1. Field of the Invention
This invention relates generally to a system and method for treating upper airway obstruction, sleep disordered breathing, upper airway resistance syndrome and snoring by manipulating the structures of the oropharynx, including the tongue and the palate.
2. Description of the Related Art
Respiratory disorders during sleep are recognized as a common disorder with significant clinical consequences. During the various stages of sleep, the human body exhibits different patterns of brain and muscle activity. In particular, the REM sleep stage is associated with reduced or irregular ventilatory responses to chemical and mechanical stimuli and a significant degree of muscle inhibition. This muscle inhibition may lead to relaxation of certain muscle groups, including but not limited to muscles that maintain the patency of the upper airways, and create a risk of airway obstruction during sleep. Because muscle relaxation narrows the lumen of the airway, greater inspiratory effort may be required to overcome airway resistance. This increased inspiratory effort paradoxically increases the degree of airway resistance and obstruction through a Bernoulli effect on the flaccid pharyngeal walls during REM sleep.
Obstructive Sleep Apnea (OSA) is a sleep disorder that affects up to 2 to 4% of the population in the United States. OSA is characterized by an intermittent cessation of airflow in the presence of continued inspiratory effort. When these obstructive episodes occur, an affected person will transiently arouse, regain muscle tone and reopen the airway. Because these arousal episodes typically occur 10 to 60 times per night, sleep fragmentation occurs which produces excessive daytime sleepiness. Some patients with OSA experience over 100 transient arousal episodes per hour.
In addition to sleep disruption, OSA may also lead to cardiovascular and pulmonary disease. Apnea episodes of 60 seconds or more have been shown to decrease the partial pressure of oxygen in the lung alveoli by as much as 35 to 50 mm Hg. Some studies suggest that increased catecholamine release in the body due to the low oxygen saturation causes increases in systemic arterial blood pressure, which in turn causes left ventricular hypertrophy and eventually left heart failure. OSA is also associated with pulmonary hypertension, which can result in right heart failure.

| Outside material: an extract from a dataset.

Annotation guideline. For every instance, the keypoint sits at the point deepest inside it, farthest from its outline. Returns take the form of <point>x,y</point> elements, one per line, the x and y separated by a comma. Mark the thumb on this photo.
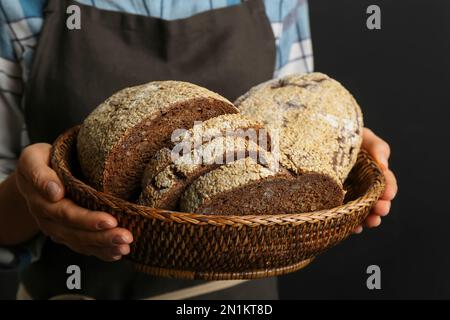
<point>34,166</point>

Radiographic studies have shown that the site of obstruction in OSA is isolated generally to the supralaryngeal airway, but the particular site of obstruction varies with each person and multiple sites may be involved. A small percentage of patients with OSA have obstructions in the nasopharynx caused by deviated septums or enlarged turbinates. These obstructions may be treated with septoplasty or turbinate reduction procedures, respectively. More commonly, the oropharynx and the hypopharynx are implicated as sites of obstruction in OSA. Some studies have reported that the occlusion begins with the tongue falling back in an anterior-posterior direction (A-P) to contact with the soft palate and posterior pharyngeal wall, followed by further occlusion of the lower pharyngeal airway in the hypopharynx. This etiology is consistent with the physical findings associated with OSA, including a large base of tongue, a large soft palate, shallow palatal arch and a narrow mandibular arch. Other studies, however, have suggested that increased compliance of the lateral walls of the pharynx contributes to airway collapse. In the hypopharynx, radiographic studies have reported that hypopharyngeal collapse is frequently caused by lateral narrowing of the pharyngeal airway, rather than narrowing in the A-P direction.
OSA is generally diagnosed by performing overnight polysomnography in a sleep laboratory. Polysomnography typically includes electroencephalography to measure the stages of sleep, an electro-oculogram to measure rapid eye movements, monitoring of respiratory effort through intercostal electromyography or piezoelectric belts, electrocardiograms to monitor for arrhythmias, measurement of nasal and/or oral airflow and pulse oximetry to measure oxygen saturation of the blood.
Following the diagnosis of OSA, some patients are prescribed weight loss programs as part of their treatment plan, because of the association between obesity and OSA. Weight loss may reduce the frequency of apnea in some patients, but weight loss and other behavioral changes are difficult to achieve and maintain. Therefore, other modalities have also been used in the treatment of OSA, including pharmaceuticals, non-invasive devices and surgery.
Among the pharmaceutical treatments, respiratory stimulants and drugs that reduce REM sleep have been tried in OSA. Progesterone, theophylline and acetozolamide have been used as respiratory stimulants, but each drug is associated with significant side effects and their efficacy in OSA is not well studied. Protriptyline, a tricyclic antidepressant that reduces the amount of REM sleep, has been shown to decrease the frequency of apnea episodes in severe OSA, but is associated with anti-cholinergic side effects such as impotence, dry mouth, urinary retention and constipation.
Notwithstanding the foregoing, there remains a need for improved methods and devices for treating obstructive sleep apnea.